Week of September 4, 2016


In light of recent incidents of violence and racial tension in communities across the United States, the president of the U.S. Conference of Catholic Bishops (USCCB), Archbishop Kurtz, has invited all dioceses across the country to unite in a Day of Prayer for Peace in Our Communities.

The Day of Prayer for Peace in Our Communities will be celebrated on the feast of St. Peter Claver, September 9.  That day we have mass in the morning at 8:00 a.m.  You are invited to join us as we pray for peace.  I also encourage you to pray for peace throughout the day.  One time you could do this is to say a prayer for peace after your meal blessing.  Here is one of the sample prayers sent by the USCCB:  For an end to violence perpetuated by harsh words, deadly weapons, or cold indifference.  May our homes, our nation, and countries around the world become havens of peace.  We pray to the Lord.

A Revolution of Tenderness:  A 2016 Election Pope Francis Values Guide

Our Political Foundation: The Sacred Gift of Life and Creation “The great gift of life is the first gift we have received. Sometimes we risk forgetting about this, as if we were the masters of our existence while instead we are radically dependent. In fact, it is a source of great joy to hear that at every age in life, in every situation, in every social condition, we are and remain sons and daughters.”—Pope Francis (General Audience 3/18/15)

The inviolable dignity of each and every human person, especially those who are vulnerable, is the foundational political concern for Catholics. That dignity becomes meaningless unless human life is valued both in our laws and in our culture. Indeed, as Americans, we believe, as our Declaration of Independence states, that the very purpose of government is to promote “life, liberty, and the pursuit of happiness.” Catholics stand four-square in defense of any and all dishonor to human dignity and to life.

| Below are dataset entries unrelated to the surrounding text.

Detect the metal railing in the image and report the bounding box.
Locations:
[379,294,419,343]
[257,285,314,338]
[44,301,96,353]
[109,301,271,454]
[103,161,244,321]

Today, human dignity and life is degraded by racism, violence, abortion, war, the death penalty, euthanasia, human trafficking, torture, environmental damage, and poverty. We believe that these issues are all related. In many situations, there are often nuances and root causes that need to be addressed. A person whom we persuade to respect the rights of immigrants is a person more likely to understand our concern for pregnant mothers and children. Those who share our commitment to supporting family life must be challenged to embrace programs that provide affordable healthcare to everyone. A government that ignores the cries of the poor is a government that’s more likely not to account for the horrific human cost of war. We believe that only by defending against all threats to life and creation will Catholics be able to credibly make the case for the culture of life and inclusion.

Questions to Consider When Reading About or Listening to Candidates:

  • How does each candidate talk about preventing mass shootings and gun
    violence in our streets?
  • What alternatives to abortion and euthanasia does each candidate discuss, such as assistance and support to expectant mothers, in particular those who are low-income?